How to Use Custom SpaCy Model (beki/en_spacy_pii_distilbert) with Anonymize and Sensitive Scanners

Question

How to Use Custom SpaCy Model (beki/en_spacy_pii_distilbert) with Anonymize and Sensitive Scanners

rakendd opened this issue 4 months ago · comments

Hello llm_guard Team,

I've been exploring the use of custom models with the Anonymize and Sensitive scanners within the llm_guard library, as mentioned in the changelog for the latest release. Specifically, I'm interested in integrating the SpaCy model beki/en_spacy_pii_distilbert for PII detection tasks.

Objective
My goal is to leverage the beki/en_spacy_pii_distilbert model, which is not a traditional Hugging Face Transformer model but rather a SpaCy model, for enhanced PII detection accuracy and reduced latency as highlighted in your changelog.

Issue
I encountered difficulties when attempting to load and use this SpaCy model with the Anonymize scanner. Typically, the process for integrating models relies on specifying a model path or configuration that is compatible with Hugging Face's Transformer models. However, given that beki/en_spacy_pii_distilbert is a SpaCy model, the standard approach doesn't seem to apply.

Attempts
Here's an outline of my approach so far, based on the available documentation and examples:

Model Specification: Attempted to specify beki/en_spacy_pii_distilbert directly as a model path or through a configuration dictionary.
Custom Recognizer: Explored creating a custom recognizer to wrap the SpaCy model loading and analysis logic.
Adapter Pattern: Considered using an adapter to bridge the gap between the expected input/output formats of the llm_guard scanners and the SpaCy model.
The last approach is kind of working. But wanted to know best practise to use this model inside llm_guard

custom_recognizer = CustomSpacyRecognizer()  
adapter = CustomRecognizerAdapter(custom_recognizer=custom_recognizer)


vault = Vault()
scanner = Anonymize(
    vault=vault,
    language="en",
    use_faker=True,
    custom_recognizer=adapter  # Passing the adapter as the custom recognizer
)

Could you provide guidance or examples on how to correctly integrate a SpaCy model like beki/en_spacy_pii_distilbert with the Anonymize and Sensitive scanners?
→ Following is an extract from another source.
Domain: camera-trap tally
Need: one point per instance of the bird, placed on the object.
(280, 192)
Thank you for developing llm_guard and for your support in enhancing its capabilities. I look forward to your advice on integrating SpaCy models for improved PII detection.

Best regards,
Rakend

Oleksandr Yaremchuk · Answer 1 · Fri Mar 22 2024 16:32:15 GMT+0800 (China Standard Time)

Hey @rakendd , thanks for reaching out. We used to have this model but then realized that it blocked updates to the latest transformers due to dependency on "spacy-transformers>=1.1.8,<1.2.0".

https://llm-guard.com/changelog/#030-2023-10-14

I think if this model can be updated, then we could make another custom recognizer or just use the spacy one like we did before.